Sikap para dokter Islam terhadap astronomi dan astrologi tidak tunggal, sebagaimana beragamnya kepercayaan mereka akan kekuatan gaib dan mistis. Ibnu Sina konon pernah menulis risalah yang menyangkal peran astrologi dalam kedokteran, dan masih diikuti beberapa kalangan dokter setelahnya. Mereka masih memercayai bahwa perkembangan janin berada di bawah pengaruh tata planet dan bintang alam semesta. Toh watak para ilmuwan muslim zaman dulu yang polymath, maka sangat mungkin seorang dokter juga jago ilmu perbintangan.

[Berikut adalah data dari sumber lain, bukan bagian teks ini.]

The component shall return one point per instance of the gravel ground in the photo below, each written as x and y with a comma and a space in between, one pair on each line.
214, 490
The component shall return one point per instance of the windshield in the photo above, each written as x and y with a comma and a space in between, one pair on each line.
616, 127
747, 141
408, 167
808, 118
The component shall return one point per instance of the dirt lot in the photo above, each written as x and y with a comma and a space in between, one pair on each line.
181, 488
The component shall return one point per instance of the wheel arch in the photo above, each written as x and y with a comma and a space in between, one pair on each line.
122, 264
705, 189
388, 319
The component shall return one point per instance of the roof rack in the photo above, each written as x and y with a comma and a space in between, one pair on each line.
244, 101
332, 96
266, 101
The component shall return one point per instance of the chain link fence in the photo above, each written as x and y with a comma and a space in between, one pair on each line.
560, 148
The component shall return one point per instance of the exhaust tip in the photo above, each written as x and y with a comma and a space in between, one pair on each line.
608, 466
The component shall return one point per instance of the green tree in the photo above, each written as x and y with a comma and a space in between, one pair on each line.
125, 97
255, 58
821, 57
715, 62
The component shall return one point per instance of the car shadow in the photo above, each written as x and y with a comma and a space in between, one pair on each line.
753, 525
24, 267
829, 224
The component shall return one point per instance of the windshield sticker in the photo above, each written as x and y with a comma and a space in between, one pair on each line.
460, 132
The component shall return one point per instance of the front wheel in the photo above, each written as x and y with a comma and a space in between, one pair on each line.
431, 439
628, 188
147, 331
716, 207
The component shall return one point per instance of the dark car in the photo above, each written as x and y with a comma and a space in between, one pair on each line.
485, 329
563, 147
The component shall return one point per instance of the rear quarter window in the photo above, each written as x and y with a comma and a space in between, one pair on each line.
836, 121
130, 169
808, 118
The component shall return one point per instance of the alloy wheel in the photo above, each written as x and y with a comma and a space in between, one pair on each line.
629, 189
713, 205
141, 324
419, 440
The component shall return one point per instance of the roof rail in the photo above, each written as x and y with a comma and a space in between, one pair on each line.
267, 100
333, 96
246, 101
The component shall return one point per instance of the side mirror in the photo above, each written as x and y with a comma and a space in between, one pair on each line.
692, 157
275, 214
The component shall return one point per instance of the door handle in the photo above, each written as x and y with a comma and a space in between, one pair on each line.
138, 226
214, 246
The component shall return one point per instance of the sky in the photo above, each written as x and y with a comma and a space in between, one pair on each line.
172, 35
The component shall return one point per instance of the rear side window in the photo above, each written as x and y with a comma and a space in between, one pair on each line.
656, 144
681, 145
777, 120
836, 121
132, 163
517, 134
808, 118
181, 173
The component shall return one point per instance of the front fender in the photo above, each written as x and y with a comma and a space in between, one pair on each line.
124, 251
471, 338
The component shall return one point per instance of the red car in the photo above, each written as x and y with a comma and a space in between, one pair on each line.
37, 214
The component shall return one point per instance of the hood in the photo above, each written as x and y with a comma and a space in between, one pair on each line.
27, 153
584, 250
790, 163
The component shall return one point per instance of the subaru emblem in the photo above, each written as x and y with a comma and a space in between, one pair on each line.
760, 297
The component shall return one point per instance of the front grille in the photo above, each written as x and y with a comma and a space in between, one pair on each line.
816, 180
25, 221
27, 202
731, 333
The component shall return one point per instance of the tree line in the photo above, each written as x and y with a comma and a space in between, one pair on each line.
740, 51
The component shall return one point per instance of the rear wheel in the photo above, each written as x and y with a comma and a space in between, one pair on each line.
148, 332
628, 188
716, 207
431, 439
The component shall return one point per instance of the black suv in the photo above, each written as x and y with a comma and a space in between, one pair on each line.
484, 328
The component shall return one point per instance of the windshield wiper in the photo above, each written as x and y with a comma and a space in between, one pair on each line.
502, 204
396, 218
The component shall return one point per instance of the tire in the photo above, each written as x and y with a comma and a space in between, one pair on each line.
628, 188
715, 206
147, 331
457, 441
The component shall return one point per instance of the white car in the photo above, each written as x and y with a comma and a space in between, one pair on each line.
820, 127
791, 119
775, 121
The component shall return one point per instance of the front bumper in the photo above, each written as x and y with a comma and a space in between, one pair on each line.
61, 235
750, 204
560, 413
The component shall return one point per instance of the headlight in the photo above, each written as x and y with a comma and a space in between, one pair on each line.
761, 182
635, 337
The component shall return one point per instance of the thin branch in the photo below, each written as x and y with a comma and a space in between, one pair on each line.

Para dokter yang tertarik pada astronomi dan astrologi konon menggunakan metode mereka sendiri, tak selalu sejalan dengan informasi dari karya Yunani. Namun, pada umumnya, kepercayaan akan hubungan ilmu perbintangan dan kesehatan tidak begitu populer dalam pengobatan Arab. Sebelum Eropa berada di masa Renaissance, orang-orang masih percaya bahwa siklus benda langit turut memicu wabah suatu penyakit.
Dalam kasus Indonesia di era kiwari, tak jauh berbeda dengan kepercayaan masyarakat Arab di masa lampau – mungkin juga saat ini, praktek tradisional yang beraroma magis tetap dilakukan di berbagai elemen masyarakat dunia, di perkotaan maupun oleh masyarakat adat.
Di balik praktek kedokteran modern yang kian pesat, kepercayaan pada alam, tatanan langit, serta peranan arwah leluhur menimbulkan penasaran: apakah ini wujud keterbatasan dan keterbelakangan pengetahuan mereka, atau ada sisi lain dari kepercayaan dan budaya masyarakat yang tak sepenuhnya bisa dipahami dengan mudah oleh sains? Barangkali ini perlu dicermati lebih lanjut.
Namun di balik segala klaim pengobatan tradisional populer yang gaib, klenik, bahkan irasional, kiranya kita perlu menyimpan tanya. Masalah berada pada basis ilmunya yang tidak bisa diukur dan teramati. Penulis pribadi berpendapat bahwa kendati manusia mesti percaya pada kuasa Tuhan, tapi manusia pun juga mesti bersandar pada ilmu yang jelas.